Design and construction
- Architect: Alvar Aalto

= Jyväskylä Defence Corps Building =

Alvar Aalto building in Jyväskylä, Finland

The Defence Corps Building (Finnish: Suojeluskuntatalo), also known as the Government Building (Finnish: Valtiontalo), is a public building located in central Jyväskylä, Finland, designed by the Finnish architect Alvar Aalto, and completed in 1929.

==Background==
To commission a new headquarters in Jyväskylä, the Defence Corps or Civil Guard (Suojeluskunta) organisation held in 1925 an architectural contest. Although Aalto's design Intra Muros only finished second, the commissioning committee nevertheless chose it as the basis for their new building.

However, the Defence Corps only possessed the building for five years, and in 1934 it was acquired by the Finnish state, and has since then most commonly been referred to as Valtiontalo ( 'State House', or 'Government Building').

==Architecture==
The building is notable as one of Aalto's earlier major designs from when he was aged only 28 and still making his name. Stylistically, it reflects a transition away from the Nordic Classicism still popular in the 1920s, and towards the more modern Functionalism which came to dominate much of the 1930s and early 1940s.
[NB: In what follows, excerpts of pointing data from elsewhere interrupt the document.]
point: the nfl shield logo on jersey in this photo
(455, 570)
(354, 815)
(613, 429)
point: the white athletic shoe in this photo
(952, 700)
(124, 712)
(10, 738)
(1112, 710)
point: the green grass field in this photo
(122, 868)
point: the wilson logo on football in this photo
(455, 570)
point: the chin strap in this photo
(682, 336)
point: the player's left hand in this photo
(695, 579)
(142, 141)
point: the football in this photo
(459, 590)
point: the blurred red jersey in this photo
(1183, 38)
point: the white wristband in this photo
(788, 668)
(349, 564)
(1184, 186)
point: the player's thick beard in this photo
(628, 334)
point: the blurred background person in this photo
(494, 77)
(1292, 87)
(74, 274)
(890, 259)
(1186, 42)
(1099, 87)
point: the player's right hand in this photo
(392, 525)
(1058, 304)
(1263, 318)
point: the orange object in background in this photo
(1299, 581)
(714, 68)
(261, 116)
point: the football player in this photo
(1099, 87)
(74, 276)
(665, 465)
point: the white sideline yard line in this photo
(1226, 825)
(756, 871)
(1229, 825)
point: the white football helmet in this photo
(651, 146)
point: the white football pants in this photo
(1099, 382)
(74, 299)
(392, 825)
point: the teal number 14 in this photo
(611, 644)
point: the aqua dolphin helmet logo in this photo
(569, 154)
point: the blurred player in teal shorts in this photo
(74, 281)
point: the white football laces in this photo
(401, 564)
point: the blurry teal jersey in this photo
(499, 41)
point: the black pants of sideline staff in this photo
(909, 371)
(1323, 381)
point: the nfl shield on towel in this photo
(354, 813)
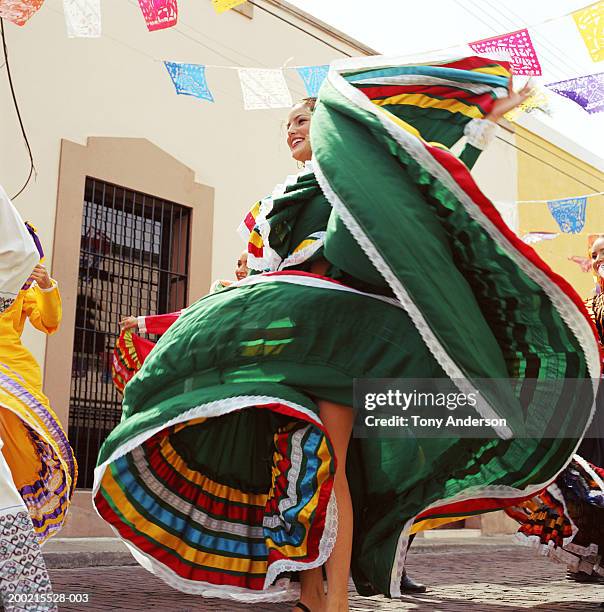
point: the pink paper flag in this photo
(518, 45)
(19, 11)
(159, 14)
It is one of the most important surviving examples of late Nordic Classicism.

The building's interior, in particular, marks a departure from the rigid lines of neo-classicism, employing more fluid and flexible shapes and spaces, as well as lighter and more functional materials. The interior light fittings comprise the Danish Poul Henningsen's contemporary, now iconic three-shade designs. The flooring materials include the Mettlach tiles of Villeroy & Boch, a rarity in Finland at the time.
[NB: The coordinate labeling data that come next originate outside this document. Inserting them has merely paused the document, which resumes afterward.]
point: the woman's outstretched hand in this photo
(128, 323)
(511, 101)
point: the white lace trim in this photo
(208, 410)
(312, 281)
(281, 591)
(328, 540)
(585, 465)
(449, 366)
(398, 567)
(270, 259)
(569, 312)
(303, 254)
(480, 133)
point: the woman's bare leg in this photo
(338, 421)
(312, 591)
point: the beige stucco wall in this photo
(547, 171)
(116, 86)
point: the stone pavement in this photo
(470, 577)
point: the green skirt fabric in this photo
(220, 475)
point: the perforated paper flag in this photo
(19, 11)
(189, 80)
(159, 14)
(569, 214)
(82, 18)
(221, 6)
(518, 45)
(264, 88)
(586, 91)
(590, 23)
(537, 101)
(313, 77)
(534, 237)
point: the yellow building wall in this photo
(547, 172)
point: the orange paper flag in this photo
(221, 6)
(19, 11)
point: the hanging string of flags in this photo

Originally the building was designed as a mixed-use, multi-tenant complex, housing a cinema, restaurants, retail and banking facilities, sporting venues, as well as the assembly hall and other functions of the Defence Corps. The building has, however, been extensively altered and renovated over the years, and its layout has been changed considerably from the original design. The most significant alternations were carried out in the late 1960s, when parts of the building were taken over by the post office, with much of the remainder converted into office use.

Since the 1990s, the building has been designated and protected as part of the Jyväskylä administrative quarter by the Finnish Heritage Agency as a nationally important built cultural environment (Valtakunnallisesti merkittävä rakennettu kulttuuriympäristö).

==Recent developments==
In 1995, the City of Jyväskylä acquired the property with the plans of converting it first to law courts, and later to music and cultural venues, but in the end ended up not utilising it; the building fell into significant structural and aesthetic disrepair, so much so that by 2007, it had been declared a safety hazard, and the cost of renovation was estimated at 8.5 million. It was instead disposed of and sold in 2011 to a property development company for the remarkably low sum of 207,000, but due to extended legal disputes over the low sale price the sale was eventually cancelled.

In 2015, the building was sold to a residential property developer for 700,000. Starting in 2017, the building was comprehensively renovated, as well as extended with attached new-build properties. The renovation was completed in late 2020.